Biggest industry decrease
There are less opportunities to do work experience in law this year than there were last year, according to new research. Among top businesses, “paid work experience places” in law are down by 11% since 2017, from 1,407 to 1,250.
The legal industry’s 11% work placement fall is not the biggest of the sectors included in the research: total work experience offerings in consulting fell by 45%, from 210 to 155, in 2017-18, while IT & telecommunications saw a decrease of 20% (from 686 to 548). However, in real number terms, law’s drop of 157 is the largest.

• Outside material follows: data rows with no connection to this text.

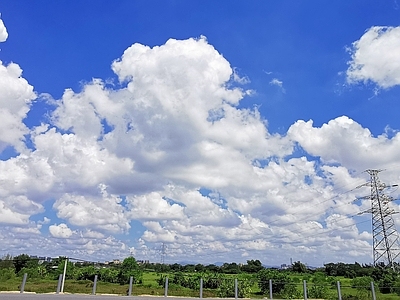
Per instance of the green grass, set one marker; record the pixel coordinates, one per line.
(150, 287)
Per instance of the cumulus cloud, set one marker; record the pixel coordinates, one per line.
(375, 57)
(61, 231)
(15, 99)
(173, 150)
(3, 32)
(344, 141)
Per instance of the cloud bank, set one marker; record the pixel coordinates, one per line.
(376, 57)
(168, 155)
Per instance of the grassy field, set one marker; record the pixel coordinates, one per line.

This data, by The Knowledge Academy, is from “the UK’s 100 most established and successful employers”, including: Apple, Boots, Deloitte, Facebook, Google, Mars, McDonald’s, Microsoft, NHS, Oxfam, Sky and Teach First. The law firms on the list are: Allen & Overy, Baker McKenzie, Clifford Chance, CMS, DLA Piper, Freshfields, Herbert Smith Freehills, Hogan Lovells, Irwin Mitchell, Linklaters, Norton Rose Fulbright, Slaughter and May and White & Case.
Though seven of the industries covered experienced downturns ranging from 3.3% to 45.2%, the remaining four have enjoyed increases. Engineering & industrial placements are up by 21%, from 1,993 to 2,419, while over in the public sector work experience spots have rocketed by 59% to 1,077.
This research comes just weeks after Legal Cheek revealed a number of barristers and solicitors were, controversially, auctioning off work experience placements in aid of a social mobility charity.
One of these barristers was Blackstone Chambers ace Sir James Eadie QC, who has represented the government in major cases such as: the Article 50/Gina Miller challenge, the heterosexual civil partnerships dispute and the term-time holiday battle.
The bidding on a week’s worth of work experience with Eadie had reached a hefty £300 before the ad disappeared from the auction website. The highest bidder, according to the ad, would have had the opportunity to work alongside the top silk in chambers, read case papers and visit court.